How does this work in the real world? 30 years ago an Israel Defence Forces (IDF) senior general came to discuss the negotiations between Israel and Syria with me, and said ‘the Syrians will never give up one inch of land because they see the land as holy’. So I told him this story and explained that the Syrians have managed to convince themselves that they cannot give up any part of the land because it is holy and that is why they have succeeded in convincing you.
That’s the point of the £10,000 story. That you first need to convince yourself of your red lines. The danger for Israelis is that nothing is sacred. We have no built-in red-lines. Yet unless a country has red-lines – something that under no circumstances it is prepared to cross – it will be unable to convince the other side of its seriousness. And that is why we can’t get through to the other side that we think we belong here.
CB-D: In 2006, at a conference for Bnei Akiva, a youth movement connected with the national religious, you said that Israel was ‘in deep trouble,’ adding that ‘perhaps only national religious Jews…can salvage the situation.’ You also said, ‘I fear the Satmars (an ultra-Orthodox anti-Zionist movement which opposed Zionism because it was primarily secular) were right. As God was not involved in the building of the home, the Zionists’ work is in vain.’ What did you mean? And as Israel approaches its 70th birthday do you still feel that way?

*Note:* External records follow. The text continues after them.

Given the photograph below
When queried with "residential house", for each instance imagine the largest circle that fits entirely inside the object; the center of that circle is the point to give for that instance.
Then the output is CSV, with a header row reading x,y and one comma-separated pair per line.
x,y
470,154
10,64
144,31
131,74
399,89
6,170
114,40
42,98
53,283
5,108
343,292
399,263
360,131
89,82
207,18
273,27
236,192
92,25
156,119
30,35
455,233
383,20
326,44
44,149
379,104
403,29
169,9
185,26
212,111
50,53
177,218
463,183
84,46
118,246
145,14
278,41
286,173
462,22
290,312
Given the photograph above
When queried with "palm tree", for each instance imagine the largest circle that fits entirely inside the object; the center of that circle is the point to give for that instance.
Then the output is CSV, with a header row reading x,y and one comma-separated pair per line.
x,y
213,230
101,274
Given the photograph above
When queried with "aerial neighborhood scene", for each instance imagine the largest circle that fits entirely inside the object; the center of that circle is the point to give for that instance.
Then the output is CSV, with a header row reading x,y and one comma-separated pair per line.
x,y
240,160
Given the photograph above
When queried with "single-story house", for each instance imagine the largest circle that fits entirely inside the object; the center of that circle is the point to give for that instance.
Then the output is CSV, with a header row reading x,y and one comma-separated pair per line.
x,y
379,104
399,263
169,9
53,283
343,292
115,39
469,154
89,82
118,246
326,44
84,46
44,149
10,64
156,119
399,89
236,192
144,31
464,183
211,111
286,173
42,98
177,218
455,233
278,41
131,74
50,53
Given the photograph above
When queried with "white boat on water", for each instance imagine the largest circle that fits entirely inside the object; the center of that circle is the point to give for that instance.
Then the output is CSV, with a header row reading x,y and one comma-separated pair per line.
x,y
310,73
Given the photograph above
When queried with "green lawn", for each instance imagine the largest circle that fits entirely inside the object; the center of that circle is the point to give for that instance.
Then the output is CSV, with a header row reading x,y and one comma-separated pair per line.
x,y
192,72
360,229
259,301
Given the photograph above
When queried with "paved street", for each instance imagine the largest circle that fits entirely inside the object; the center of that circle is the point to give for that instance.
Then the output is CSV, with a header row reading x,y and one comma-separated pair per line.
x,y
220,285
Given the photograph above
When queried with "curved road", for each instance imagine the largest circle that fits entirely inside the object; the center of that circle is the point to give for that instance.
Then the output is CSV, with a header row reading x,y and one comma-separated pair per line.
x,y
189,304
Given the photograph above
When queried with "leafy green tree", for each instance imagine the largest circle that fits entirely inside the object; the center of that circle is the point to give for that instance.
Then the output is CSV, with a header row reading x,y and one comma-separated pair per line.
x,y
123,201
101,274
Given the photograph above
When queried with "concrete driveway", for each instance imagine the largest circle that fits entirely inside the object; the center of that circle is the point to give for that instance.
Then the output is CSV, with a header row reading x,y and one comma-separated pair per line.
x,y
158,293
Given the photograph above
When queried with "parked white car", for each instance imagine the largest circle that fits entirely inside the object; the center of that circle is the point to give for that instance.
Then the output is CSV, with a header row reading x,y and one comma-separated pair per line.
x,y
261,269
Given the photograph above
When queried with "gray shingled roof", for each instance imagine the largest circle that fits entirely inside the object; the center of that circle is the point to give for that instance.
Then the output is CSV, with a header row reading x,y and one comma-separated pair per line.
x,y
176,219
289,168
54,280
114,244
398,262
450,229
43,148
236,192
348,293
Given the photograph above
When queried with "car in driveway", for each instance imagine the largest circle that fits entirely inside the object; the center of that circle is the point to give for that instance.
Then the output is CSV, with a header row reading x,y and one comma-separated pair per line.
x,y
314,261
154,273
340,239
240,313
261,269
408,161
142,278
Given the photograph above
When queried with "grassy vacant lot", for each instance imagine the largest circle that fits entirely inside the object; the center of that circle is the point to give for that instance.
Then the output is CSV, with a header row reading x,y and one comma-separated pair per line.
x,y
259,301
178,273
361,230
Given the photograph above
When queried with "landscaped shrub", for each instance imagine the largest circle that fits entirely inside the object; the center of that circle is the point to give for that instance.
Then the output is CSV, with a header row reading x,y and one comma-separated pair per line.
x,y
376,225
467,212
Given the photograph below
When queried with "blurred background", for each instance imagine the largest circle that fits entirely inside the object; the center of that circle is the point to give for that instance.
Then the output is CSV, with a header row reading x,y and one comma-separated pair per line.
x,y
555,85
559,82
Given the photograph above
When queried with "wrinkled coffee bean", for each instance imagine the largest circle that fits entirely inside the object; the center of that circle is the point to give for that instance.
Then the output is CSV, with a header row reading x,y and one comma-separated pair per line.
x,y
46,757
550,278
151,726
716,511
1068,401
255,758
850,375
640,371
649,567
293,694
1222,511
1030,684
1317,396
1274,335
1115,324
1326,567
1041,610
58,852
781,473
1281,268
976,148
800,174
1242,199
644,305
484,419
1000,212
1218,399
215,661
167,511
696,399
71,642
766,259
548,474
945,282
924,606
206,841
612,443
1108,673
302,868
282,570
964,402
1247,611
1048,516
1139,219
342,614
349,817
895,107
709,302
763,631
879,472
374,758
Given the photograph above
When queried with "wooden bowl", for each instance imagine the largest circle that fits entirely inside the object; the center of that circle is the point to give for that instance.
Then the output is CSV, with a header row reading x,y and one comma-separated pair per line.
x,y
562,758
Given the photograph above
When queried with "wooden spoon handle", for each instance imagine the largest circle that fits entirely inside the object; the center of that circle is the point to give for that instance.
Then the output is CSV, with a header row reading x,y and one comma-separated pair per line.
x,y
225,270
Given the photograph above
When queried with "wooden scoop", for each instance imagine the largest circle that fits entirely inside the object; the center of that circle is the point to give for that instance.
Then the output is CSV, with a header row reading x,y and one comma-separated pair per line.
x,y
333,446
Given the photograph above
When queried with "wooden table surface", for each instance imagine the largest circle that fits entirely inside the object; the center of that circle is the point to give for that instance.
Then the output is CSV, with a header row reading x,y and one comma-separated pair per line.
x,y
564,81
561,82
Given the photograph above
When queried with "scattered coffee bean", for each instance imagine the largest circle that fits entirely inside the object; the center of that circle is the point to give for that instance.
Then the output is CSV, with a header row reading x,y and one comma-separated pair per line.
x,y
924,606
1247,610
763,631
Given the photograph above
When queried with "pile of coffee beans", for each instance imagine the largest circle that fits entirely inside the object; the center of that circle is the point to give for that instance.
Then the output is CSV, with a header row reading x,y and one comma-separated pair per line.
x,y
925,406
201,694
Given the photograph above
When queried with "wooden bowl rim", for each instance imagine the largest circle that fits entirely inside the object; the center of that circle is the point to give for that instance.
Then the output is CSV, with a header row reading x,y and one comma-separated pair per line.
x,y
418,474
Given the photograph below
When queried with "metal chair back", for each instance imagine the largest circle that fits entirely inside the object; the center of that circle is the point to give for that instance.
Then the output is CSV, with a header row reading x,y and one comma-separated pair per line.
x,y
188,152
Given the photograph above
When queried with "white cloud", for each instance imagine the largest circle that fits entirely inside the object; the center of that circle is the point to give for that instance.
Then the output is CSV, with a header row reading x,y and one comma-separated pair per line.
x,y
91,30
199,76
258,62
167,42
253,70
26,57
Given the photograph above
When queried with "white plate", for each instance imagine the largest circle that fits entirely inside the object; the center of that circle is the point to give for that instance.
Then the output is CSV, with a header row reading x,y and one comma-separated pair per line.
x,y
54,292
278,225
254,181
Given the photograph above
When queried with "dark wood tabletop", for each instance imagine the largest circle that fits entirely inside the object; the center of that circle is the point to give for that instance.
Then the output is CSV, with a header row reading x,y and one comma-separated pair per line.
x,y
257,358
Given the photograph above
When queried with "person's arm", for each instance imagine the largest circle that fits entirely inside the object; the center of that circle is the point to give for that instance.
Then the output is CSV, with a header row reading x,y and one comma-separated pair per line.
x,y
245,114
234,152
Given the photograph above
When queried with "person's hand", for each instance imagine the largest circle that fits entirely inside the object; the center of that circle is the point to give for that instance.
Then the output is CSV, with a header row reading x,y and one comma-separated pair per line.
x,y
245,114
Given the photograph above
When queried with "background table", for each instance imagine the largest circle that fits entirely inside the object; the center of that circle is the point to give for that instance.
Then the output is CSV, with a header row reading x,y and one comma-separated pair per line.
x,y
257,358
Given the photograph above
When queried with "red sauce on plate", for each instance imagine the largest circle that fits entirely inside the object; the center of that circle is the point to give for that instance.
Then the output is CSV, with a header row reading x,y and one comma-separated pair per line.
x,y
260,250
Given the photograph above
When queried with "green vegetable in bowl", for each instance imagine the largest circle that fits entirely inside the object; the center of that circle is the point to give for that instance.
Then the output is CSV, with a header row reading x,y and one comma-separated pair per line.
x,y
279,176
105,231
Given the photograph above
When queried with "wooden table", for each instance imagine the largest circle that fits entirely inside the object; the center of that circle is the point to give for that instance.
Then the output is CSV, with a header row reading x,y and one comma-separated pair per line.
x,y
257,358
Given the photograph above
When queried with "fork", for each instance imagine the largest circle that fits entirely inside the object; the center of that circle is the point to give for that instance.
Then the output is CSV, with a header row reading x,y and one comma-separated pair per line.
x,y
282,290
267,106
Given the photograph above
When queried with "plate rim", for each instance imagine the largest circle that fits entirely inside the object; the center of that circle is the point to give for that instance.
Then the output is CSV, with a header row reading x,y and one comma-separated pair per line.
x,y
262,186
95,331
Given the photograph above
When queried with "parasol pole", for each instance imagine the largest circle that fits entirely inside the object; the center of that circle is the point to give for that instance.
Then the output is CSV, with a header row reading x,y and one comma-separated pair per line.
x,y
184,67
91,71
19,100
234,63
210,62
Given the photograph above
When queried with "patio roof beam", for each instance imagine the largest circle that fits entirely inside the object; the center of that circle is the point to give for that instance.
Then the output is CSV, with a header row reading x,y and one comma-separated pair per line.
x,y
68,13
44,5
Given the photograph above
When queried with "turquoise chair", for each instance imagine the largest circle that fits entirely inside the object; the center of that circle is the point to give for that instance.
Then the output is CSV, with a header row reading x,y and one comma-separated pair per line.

YA: The original leaders of the Zionist movement such as David Ben-Gurion and Chaim Weizmann were secular but came from a religious background and felt attached to the Jewish people. But their mistake was to believe that it was enough to pass on a feeling of Jewish nationality without religion. But it turns out that they were wrong. To a large extent, many Israelis who don’t have the same background don’t really feel that a deep connection to this country. They feel Israeli and want to live here, but often not at the cost of being killed. But the only way for Israel to survive is if one feels really strongly about it, which more often than not comes from a religious background. This doesn’t sound right or logical, but these things are not logical.
The statement, ‘As God was not involved in the building of the home, the Zionists’ work is in vain’ is based on a verse from Psalms Chapter 127 which says ‘unless God is involved in the building of a project, it will ultimately be for nought’. In other words, unless there is something sacred in the venture, things will collapse.
When I said the Satmar movement was right, I didn’t mean I shared their anti-Zionism, but rather their analysis that Zionism as a primarily secular movement wouldn’t have a future.